体質には大きく分けて、両親から受け継いだ天稟の「先天体質」と、生後の生活環境や習慣によって形成された「後天体質」があります。実際の臨床においては、これら二つが複雑に組み合わさった「現在の個体としての体質」を的確に見極めていく必要があります。
人間は皆、同じような形態をしていますが、一人ひとりは全く異なる個性を持っています。個性が異なるということは、それを作り上げている体質もまた異なるということです。 顔の形や性格が千差万別であるように、体質も異なれば、病気の性質(病質)も異なります。だからこそ、同じ症状の病気であっても、ある治療法で治る人もいれば、治らない人もいるのです。
このように、万人には「万差」があります。しかし、一見バラバラに見える個人の体質の中にも、東洋思想における「陰陽」「五行」「三才」といった秩序だった働きが貫かれています。本講座では、この秩序に基づいた体質の系統を、臨床に応用しやすい形で紐解いていきます。
体質と病因の関係を研究する第一歩は、「なぜ人によって顔が違うのか」を考えることにあります。 顔立ちが異なるのは、その人の体力、体質、そして性質が異なるからです。たとえ同じ両親から生まれた兄弟であっても、それぞれが固有の個性と生理的特徴を持っているため、顔も体質も異なります。
五行(五系)のバランスが良好で、かつ高い体力を保持している場合、体質に起因する病因は比較的発生しにくいものです。一方で、特定の体質だからこそ発症しやすい病気というものも存在します。
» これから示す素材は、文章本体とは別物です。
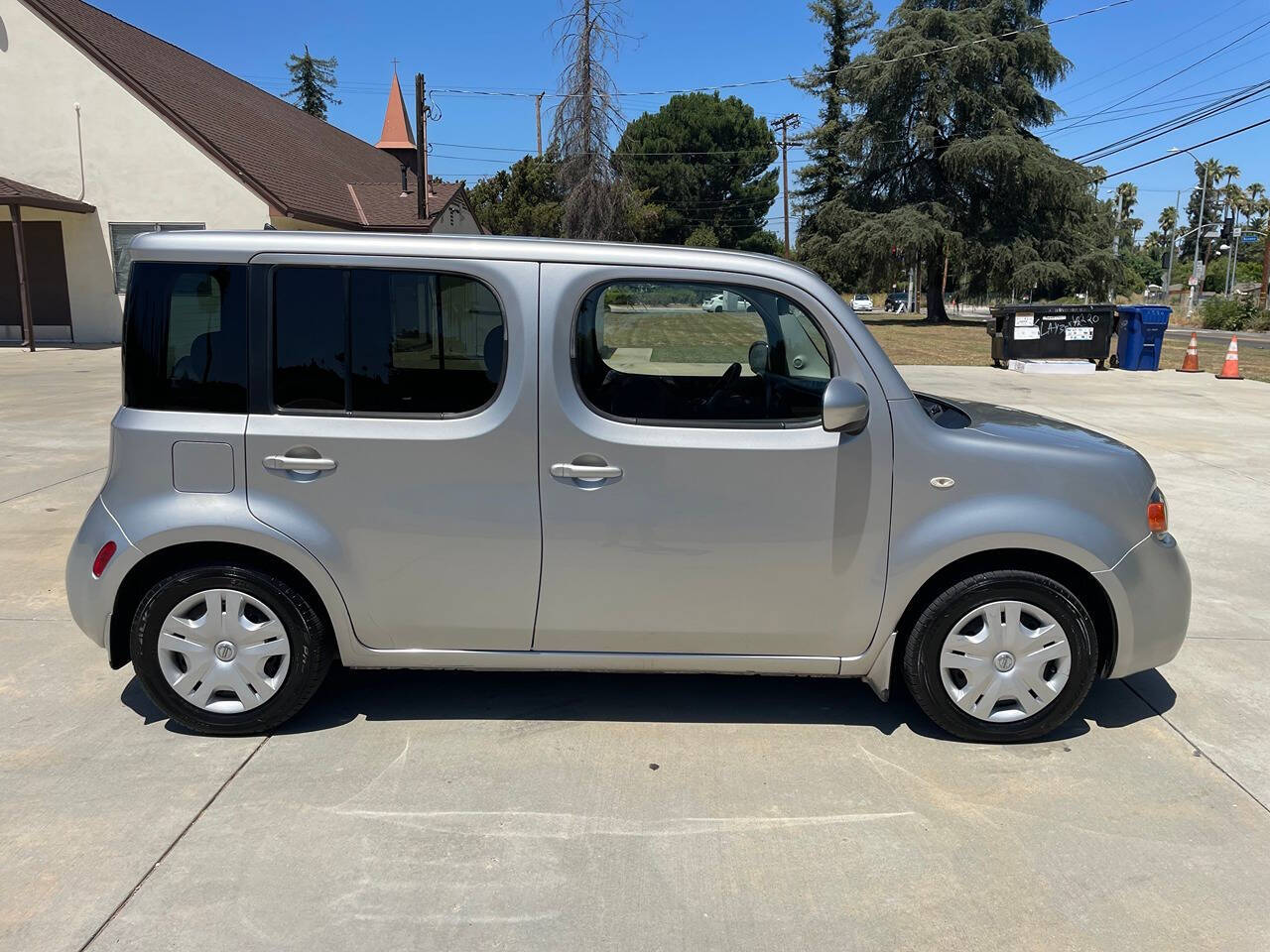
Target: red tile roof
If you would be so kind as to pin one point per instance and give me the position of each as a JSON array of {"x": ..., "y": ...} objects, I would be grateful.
[
  {"x": 31, "y": 197},
  {"x": 397, "y": 123},
  {"x": 299, "y": 164}
]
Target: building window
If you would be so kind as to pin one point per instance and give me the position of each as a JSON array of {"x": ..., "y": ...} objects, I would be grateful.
[
  {"x": 121, "y": 245},
  {"x": 671, "y": 352},
  {"x": 381, "y": 341}
]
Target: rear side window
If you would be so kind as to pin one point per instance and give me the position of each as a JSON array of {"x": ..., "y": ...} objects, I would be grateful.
[
  {"x": 185, "y": 338},
  {"x": 384, "y": 341}
]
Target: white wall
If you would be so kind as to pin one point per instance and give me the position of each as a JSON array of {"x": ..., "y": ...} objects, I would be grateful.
[
  {"x": 89, "y": 276},
  {"x": 136, "y": 167}
]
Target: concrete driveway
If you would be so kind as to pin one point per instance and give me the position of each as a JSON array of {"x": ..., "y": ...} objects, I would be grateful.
[{"x": 472, "y": 811}]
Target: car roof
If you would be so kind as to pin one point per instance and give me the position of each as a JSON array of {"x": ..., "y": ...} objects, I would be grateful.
[{"x": 240, "y": 246}]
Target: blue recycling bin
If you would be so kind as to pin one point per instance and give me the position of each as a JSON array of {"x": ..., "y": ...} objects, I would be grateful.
[{"x": 1141, "y": 336}]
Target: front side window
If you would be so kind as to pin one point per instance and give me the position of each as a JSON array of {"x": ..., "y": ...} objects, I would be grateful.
[
  {"x": 384, "y": 341},
  {"x": 688, "y": 352},
  {"x": 121, "y": 245},
  {"x": 185, "y": 338}
]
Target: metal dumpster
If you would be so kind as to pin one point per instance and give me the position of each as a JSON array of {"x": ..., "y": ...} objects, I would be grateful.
[{"x": 1051, "y": 331}]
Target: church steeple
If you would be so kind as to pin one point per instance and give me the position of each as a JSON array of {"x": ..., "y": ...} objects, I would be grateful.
[{"x": 398, "y": 139}]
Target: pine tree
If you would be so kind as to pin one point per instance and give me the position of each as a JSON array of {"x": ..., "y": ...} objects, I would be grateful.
[
  {"x": 702, "y": 160},
  {"x": 945, "y": 162},
  {"x": 313, "y": 81},
  {"x": 825, "y": 177}
]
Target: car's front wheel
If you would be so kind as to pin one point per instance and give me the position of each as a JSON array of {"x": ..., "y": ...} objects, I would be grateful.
[
  {"x": 226, "y": 649},
  {"x": 1002, "y": 656}
]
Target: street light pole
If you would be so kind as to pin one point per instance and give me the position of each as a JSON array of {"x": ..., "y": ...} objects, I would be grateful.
[
  {"x": 1203, "y": 197},
  {"x": 1173, "y": 250}
]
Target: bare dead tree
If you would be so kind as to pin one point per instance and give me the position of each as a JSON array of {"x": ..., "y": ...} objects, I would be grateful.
[{"x": 594, "y": 198}]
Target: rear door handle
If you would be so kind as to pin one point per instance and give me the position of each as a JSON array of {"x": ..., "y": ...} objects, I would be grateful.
[
  {"x": 299, "y": 463},
  {"x": 572, "y": 471}
]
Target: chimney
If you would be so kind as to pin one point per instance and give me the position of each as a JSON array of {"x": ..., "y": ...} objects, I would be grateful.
[{"x": 397, "y": 139}]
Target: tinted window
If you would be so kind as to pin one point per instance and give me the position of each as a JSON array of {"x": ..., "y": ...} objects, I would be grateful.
[
  {"x": 185, "y": 338},
  {"x": 418, "y": 343},
  {"x": 699, "y": 352},
  {"x": 310, "y": 338},
  {"x": 121, "y": 245}
]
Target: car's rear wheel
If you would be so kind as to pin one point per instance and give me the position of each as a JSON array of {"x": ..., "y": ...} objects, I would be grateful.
[
  {"x": 1002, "y": 656},
  {"x": 227, "y": 651}
]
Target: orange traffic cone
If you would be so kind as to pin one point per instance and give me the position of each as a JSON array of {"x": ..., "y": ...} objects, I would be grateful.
[
  {"x": 1191, "y": 363},
  {"x": 1230, "y": 368}
]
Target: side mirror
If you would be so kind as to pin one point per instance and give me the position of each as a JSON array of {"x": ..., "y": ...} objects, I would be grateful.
[
  {"x": 846, "y": 407},
  {"x": 760, "y": 357}
]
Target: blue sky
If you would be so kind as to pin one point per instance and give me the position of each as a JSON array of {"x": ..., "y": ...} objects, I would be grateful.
[{"x": 507, "y": 45}]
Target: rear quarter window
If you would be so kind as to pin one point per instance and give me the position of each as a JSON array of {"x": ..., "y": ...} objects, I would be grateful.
[{"x": 185, "y": 338}]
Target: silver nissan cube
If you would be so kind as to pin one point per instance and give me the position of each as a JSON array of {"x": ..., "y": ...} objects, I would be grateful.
[{"x": 400, "y": 451}]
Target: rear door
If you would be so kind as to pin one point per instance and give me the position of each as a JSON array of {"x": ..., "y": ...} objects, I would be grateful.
[
  {"x": 395, "y": 439},
  {"x": 693, "y": 503}
]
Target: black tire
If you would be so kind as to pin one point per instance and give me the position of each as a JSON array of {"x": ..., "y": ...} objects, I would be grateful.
[
  {"x": 312, "y": 647},
  {"x": 925, "y": 643}
]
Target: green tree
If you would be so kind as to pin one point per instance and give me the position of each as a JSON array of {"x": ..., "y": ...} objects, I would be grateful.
[
  {"x": 1127, "y": 194},
  {"x": 525, "y": 199},
  {"x": 701, "y": 160},
  {"x": 313, "y": 81},
  {"x": 702, "y": 236},
  {"x": 826, "y": 175},
  {"x": 945, "y": 160}
]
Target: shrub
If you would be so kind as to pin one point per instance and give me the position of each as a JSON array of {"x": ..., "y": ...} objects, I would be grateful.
[{"x": 1232, "y": 315}]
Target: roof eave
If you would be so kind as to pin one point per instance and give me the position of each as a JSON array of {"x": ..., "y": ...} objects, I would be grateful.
[{"x": 121, "y": 75}]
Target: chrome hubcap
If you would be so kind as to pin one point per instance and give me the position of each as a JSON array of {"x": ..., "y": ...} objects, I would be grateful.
[
  {"x": 223, "y": 652},
  {"x": 1005, "y": 660}
]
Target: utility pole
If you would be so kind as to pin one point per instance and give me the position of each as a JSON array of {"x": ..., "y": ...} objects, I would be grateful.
[
  {"x": 421, "y": 139},
  {"x": 1115, "y": 236},
  {"x": 785, "y": 123},
  {"x": 1197, "y": 270},
  {"x": 1173, "y": 250},
  {"x": 1233, "y": 263},
  {"x": 538, "y": 118}
]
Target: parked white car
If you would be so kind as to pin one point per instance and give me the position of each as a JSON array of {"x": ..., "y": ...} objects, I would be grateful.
[{"x": 726, "y": 301}]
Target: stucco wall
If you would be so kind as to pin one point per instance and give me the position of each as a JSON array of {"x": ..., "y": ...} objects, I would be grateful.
[
  {"x": 87, "y": 273},
  {"x": 136, "y": 167}
]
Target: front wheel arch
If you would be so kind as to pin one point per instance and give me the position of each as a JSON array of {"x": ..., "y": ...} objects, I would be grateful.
[
  {"x": 166, "y": 561},
  {"x": 1062, "y": 570}
]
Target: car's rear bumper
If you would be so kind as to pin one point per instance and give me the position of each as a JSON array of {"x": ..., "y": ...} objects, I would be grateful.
[
  {"x": 91, "y": 598},
  {"x": 1152, "y": 590}
]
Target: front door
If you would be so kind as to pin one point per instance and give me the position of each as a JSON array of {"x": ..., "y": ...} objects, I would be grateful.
[
  {"x": 691, "y": 500},
  {"x": 395, "y": 440}
]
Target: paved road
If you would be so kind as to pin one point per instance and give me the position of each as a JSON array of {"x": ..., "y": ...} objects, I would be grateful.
[{"x": 472, "y": 811}]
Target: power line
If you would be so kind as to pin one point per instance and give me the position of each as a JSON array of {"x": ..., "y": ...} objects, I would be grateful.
[
  {"x": 357, "y": 85},
  {"x": 1182, "y": 151},
  {"x": 1180, "y": 122},
  {"x": 1176, "y": 72}
]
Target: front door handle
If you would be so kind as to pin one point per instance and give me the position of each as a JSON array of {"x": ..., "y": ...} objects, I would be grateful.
[
  {"x": 299, "y": 463},
  {"x": 572, "y": 471}
]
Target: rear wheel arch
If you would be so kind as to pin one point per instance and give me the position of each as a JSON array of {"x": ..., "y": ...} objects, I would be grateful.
[
  {"x": 1076, "y": 578},
  {"x": 173, "y": 558}
]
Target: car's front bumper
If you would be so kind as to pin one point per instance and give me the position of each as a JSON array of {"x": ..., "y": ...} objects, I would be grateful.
[
  {"x": 91, "y": 598},
  {"x": 1151, "y": 590}
]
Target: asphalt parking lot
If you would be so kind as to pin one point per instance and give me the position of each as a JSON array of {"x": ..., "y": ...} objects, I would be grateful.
[{"x": 574, "y": 811}]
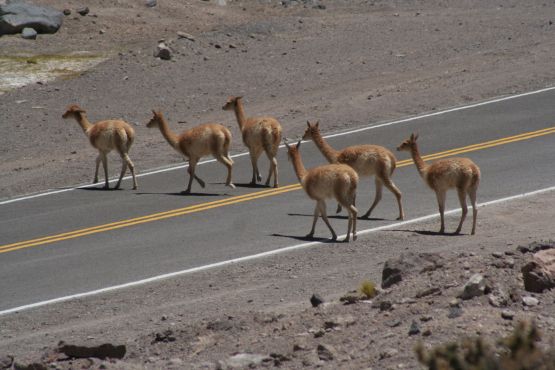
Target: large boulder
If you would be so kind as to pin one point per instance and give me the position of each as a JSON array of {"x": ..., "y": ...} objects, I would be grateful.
[
  {"x": 396, "y": 269},
  {"x": 539, "y": 273},
  {"x": 17, "y": 15}
]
今後は、健康の基本となっている「体質的なバランス」という根源的な問題に踏み込み、病気の原因について詳しく解説していきます。












今回の講義の概要
病状を理解するには、両親から受け継いだ「先天体質」と生活で作られた「後天体質」の両面から、その人の土壌(体質)を知ることが不可欠である。
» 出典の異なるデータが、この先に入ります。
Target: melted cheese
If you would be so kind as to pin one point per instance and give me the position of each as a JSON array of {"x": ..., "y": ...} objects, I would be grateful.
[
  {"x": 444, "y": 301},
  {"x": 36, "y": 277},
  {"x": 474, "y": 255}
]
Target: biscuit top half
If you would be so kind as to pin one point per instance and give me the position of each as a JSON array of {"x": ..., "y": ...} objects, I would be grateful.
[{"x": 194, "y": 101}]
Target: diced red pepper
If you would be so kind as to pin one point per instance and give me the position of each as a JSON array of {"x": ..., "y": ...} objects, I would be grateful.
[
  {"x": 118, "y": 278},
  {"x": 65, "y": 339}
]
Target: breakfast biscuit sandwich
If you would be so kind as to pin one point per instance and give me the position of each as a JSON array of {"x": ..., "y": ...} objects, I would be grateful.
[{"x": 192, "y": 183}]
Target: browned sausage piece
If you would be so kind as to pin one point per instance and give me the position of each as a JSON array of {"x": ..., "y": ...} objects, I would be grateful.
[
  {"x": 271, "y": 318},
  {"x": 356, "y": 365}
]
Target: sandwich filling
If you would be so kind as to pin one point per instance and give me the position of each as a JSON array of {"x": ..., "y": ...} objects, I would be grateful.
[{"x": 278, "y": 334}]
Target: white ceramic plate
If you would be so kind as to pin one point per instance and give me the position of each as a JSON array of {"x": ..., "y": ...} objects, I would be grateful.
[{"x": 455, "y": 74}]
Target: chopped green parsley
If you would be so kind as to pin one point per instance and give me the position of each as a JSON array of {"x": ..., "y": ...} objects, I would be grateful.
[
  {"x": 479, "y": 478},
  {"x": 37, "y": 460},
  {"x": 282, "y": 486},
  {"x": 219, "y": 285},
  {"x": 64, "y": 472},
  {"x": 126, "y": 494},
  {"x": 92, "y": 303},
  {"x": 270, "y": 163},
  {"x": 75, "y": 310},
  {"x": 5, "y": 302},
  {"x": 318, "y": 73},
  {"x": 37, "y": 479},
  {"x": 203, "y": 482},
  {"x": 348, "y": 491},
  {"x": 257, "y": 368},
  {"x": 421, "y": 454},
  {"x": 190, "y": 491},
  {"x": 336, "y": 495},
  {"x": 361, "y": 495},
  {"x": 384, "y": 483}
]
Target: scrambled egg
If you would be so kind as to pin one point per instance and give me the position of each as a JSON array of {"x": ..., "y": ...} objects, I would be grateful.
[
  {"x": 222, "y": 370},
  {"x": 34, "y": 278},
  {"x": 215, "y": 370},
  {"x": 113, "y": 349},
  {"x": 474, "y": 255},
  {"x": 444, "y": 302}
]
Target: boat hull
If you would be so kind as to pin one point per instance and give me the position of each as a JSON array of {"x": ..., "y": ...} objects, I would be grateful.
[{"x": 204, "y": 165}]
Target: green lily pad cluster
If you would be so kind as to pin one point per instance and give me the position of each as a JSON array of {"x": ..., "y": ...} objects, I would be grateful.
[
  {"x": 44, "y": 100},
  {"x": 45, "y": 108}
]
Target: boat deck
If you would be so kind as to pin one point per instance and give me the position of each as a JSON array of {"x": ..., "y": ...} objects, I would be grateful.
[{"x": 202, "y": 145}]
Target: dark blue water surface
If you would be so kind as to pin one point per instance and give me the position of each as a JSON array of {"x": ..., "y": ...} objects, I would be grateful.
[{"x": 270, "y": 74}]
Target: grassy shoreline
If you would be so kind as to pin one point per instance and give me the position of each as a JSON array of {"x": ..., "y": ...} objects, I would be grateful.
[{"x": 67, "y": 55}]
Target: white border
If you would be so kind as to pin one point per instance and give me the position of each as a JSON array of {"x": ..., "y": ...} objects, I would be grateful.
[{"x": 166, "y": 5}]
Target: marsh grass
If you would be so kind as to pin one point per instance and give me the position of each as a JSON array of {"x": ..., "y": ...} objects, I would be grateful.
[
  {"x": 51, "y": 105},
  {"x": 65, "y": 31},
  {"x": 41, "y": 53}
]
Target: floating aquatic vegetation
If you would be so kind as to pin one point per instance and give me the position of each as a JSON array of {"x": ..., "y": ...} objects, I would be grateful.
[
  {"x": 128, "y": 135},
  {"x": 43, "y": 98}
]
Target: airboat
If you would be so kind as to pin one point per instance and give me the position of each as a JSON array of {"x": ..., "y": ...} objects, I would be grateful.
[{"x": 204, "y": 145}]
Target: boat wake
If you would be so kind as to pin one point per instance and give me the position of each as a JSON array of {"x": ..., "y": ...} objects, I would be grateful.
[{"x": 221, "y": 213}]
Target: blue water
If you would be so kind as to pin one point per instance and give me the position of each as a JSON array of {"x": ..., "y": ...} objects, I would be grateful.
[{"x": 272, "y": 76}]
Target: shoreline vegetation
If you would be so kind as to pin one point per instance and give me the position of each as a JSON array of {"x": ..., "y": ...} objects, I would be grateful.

一人ひとり顔立ちが異なるのは、体内の五行バランスや生理的特徴が異なるため。この「個体差」があるからこそ、最適な治療法も人によって変わる。
バラバラに見える個人の差異の中にも、陰陽五行という普遍的な秩序が存在する。自分の体質の系統を知ることで、かかりやすい病気を未然に防ぐことが可能になる。